One of the advantages of importing data into Power Bi is, as we already explained, being able to work with much more agility when making queries. But another of the advantages without a doubt is that of being able to transform the data, once they are already imported into the Power Bi Desktop tool.

 

When we have carried out the last step in the data import, to the right of the open button we had another option, which is to “transform the data”; An option that Power Bi offers us in the data import mode to be able to shape the imported data and make some changes before modeling the data and making the reports.

 

With the transformation of the data, Power Bi offers us the possibility of making some changes designed to give the appropriate format, a last review and change in some aspects so that the information that we will see in the reports later, is seen with the desired format. . There are some changes that we can make in the columns, in the names of the columns, in the formats of the cells of each column, for example, you transform text into a number, format a column with date and time information, for example. Even importing, for example, an entire document, an Excel file with all its sheets, we can choose in each case which sheet or sheets of our old Excel we want to work with, and in the case of a specific Excel sheet,

 

This step, that of transforming the data into Power Bi, is a necessary step before carrying out modeling and reporting, and we will explain it to you later in detail.

 

As we have explained, Excel and Power Bi are tools that in some aspects have similar characteristics.
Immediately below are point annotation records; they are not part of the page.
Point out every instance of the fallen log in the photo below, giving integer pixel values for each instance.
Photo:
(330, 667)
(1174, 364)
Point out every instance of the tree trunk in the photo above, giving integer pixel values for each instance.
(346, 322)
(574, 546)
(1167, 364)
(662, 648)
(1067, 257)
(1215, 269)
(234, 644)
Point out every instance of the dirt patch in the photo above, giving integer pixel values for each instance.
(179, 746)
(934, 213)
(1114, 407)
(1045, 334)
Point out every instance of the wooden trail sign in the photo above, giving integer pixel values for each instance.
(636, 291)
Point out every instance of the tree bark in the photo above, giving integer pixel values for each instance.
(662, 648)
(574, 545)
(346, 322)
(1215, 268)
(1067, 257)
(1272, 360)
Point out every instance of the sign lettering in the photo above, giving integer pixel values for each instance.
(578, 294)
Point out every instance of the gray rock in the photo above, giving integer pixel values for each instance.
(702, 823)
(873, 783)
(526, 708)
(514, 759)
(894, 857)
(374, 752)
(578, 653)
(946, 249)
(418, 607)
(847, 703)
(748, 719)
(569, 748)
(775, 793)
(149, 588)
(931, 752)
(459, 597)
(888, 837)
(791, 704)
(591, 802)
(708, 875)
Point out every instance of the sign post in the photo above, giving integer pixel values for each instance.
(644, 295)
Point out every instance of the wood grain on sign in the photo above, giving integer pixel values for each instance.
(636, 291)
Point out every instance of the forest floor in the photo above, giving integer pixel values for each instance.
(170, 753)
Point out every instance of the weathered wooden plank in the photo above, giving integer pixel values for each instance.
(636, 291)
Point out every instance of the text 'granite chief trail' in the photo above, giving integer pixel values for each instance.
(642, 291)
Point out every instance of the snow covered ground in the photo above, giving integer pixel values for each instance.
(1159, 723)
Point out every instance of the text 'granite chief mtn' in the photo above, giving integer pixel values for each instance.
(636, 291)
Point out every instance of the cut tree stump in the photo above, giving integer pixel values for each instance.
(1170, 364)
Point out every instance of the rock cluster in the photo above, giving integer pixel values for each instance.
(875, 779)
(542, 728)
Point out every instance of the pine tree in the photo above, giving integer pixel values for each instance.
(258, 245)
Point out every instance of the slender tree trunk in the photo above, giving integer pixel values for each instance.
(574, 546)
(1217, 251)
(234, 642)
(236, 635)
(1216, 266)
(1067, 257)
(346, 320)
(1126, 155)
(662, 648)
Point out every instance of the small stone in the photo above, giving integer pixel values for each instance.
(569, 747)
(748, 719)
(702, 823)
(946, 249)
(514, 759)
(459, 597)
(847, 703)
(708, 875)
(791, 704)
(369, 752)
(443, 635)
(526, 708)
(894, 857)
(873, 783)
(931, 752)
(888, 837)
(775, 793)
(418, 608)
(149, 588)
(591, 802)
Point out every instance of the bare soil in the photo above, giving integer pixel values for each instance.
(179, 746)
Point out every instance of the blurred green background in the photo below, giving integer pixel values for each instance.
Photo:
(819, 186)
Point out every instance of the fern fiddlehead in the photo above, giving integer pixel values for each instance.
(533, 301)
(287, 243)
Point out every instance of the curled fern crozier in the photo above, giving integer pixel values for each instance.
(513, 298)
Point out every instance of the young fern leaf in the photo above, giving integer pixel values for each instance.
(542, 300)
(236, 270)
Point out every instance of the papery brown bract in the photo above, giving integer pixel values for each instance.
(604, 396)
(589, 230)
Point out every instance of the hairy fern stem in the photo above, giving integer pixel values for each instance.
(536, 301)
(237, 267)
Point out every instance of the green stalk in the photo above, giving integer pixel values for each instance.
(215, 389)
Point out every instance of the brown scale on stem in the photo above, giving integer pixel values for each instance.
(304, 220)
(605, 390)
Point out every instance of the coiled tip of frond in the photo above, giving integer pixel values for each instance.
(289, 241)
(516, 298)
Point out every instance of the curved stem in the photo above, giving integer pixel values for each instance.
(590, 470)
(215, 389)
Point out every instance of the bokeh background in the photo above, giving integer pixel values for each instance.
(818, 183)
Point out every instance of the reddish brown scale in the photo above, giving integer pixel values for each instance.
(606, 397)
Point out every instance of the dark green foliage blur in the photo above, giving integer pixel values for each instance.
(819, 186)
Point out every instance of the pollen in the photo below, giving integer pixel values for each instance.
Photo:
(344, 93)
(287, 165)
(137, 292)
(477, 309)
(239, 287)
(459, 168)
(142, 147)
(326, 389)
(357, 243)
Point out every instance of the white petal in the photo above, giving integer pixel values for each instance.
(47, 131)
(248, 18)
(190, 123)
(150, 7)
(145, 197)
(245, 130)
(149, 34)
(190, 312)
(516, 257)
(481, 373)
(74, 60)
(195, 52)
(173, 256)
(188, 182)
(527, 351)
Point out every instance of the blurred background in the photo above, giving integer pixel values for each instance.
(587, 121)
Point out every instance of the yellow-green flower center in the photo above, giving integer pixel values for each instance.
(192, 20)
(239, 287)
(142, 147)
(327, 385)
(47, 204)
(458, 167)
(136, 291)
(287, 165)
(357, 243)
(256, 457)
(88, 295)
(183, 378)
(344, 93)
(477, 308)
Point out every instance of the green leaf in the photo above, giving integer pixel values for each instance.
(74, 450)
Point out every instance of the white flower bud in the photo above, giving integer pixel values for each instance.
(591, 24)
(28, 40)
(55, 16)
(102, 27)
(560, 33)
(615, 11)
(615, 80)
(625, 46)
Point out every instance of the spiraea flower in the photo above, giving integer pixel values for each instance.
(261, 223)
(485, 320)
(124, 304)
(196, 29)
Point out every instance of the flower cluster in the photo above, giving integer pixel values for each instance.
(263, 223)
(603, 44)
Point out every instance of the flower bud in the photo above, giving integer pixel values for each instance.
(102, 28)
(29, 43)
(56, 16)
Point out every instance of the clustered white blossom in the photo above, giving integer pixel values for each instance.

However, we must understand that above all, they are complementary tools that can and should coexist in a work environment when working with data, making reports, and above all analyzing data are among our job duties.

 

Your reports, data and information that you save in Excel documents, can be molded and modeled in Power Bi to shape and build visual reports that, above any adjective that we can put, the professional predominates. Professional reports that you can share and use for your own benefit to carry out situation analysis, and that you can use to filter the information or display it in the desired way.

 

Power Bi is a Business Intelligence tool as we have explained. Its use and management can help you make a name for yourself in the world of work, in analytical work environments. In a world where we handle more and more data, tools like Power Bi, capable of processing and shaping data in an intuitive and professional way, will help you make a difference. If we are already working with numbers, surely Power Bi will open the doors to be a more productive person in the preparation of reports and analysis.

 

Automation is and should be an aspect to give priority when working with data to avoid errors and be more productive and efficient. In a world where we are half taught to handle the basics of tools like Excel, knowledge and management of tools like Power Bi will undoubtedly help us in that sense to raise the level, make a difference, be more productive, efficient. To be, in short, a data professional, more professional.